The Journal of Medical Microbiology, Vol 41, Issue 6 378-383, Copyright © 1994 by Society for General Microbiology
Skin reactivity and fibronectin-binding property of TB66 (66-kDa protein of Mycobacterium tuberculosis)
R. G. Deshpande, M. B. Khan, D. A. Bhat and R. G. Navalkar
Department of Microbiology and Immunology, Morehouse School of Medicine, Atlanta, Georgia 30310.
A 66-kDa protein (TB66) was purified from culture filtrate (CF) and cell
sonicate (CS) of Mycobacterium tuberculosis H37Rv by immobilised metal
affinity chromatography (IMAC) on a Ni-nitrilotriacetic acid (NTA) column.

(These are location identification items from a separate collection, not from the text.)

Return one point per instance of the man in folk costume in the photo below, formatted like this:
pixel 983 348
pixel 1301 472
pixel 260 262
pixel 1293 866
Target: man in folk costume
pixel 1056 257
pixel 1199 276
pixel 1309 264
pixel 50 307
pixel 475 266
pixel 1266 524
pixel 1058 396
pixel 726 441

TB66 was found to be a fibronectin-binding protein as determined by ELISA
and could be purified by affinity chromatography with
fibronectin-Sepharose. A similar 66-kDa protein could be isolated also from
M. bovis, M. bovis BCG, M. africanum and M. tuberculosis H37Ra by IMAC, but
not from any other mycobacteria. The NH2-terminal amino-acid sequence of
TB66 from H37Rv and M. bovis was identical and showed 85% homology with the
N-terminal sequence of bovine serum albumin (BSA). A monoclonal antibody
(MAb) OD4AG3 recognised a heat-stable and trypsin-sensitive epitope near
the C-terminal end of TB66. This MAb also recognised the 66-kDa protein
isolated from the other members of the M. tuberculosis complex. In tests of
immunogenicity, TB66 elicited a delayed type hypersensitivity reaction in
guinea-pigs immunised with either TB66 or with M. tuberculosis H37Rv. TB66
also elicited an antibody response in immunised guinea-pigs and stimulated
murine macrophages to produce tumour necrosis factor.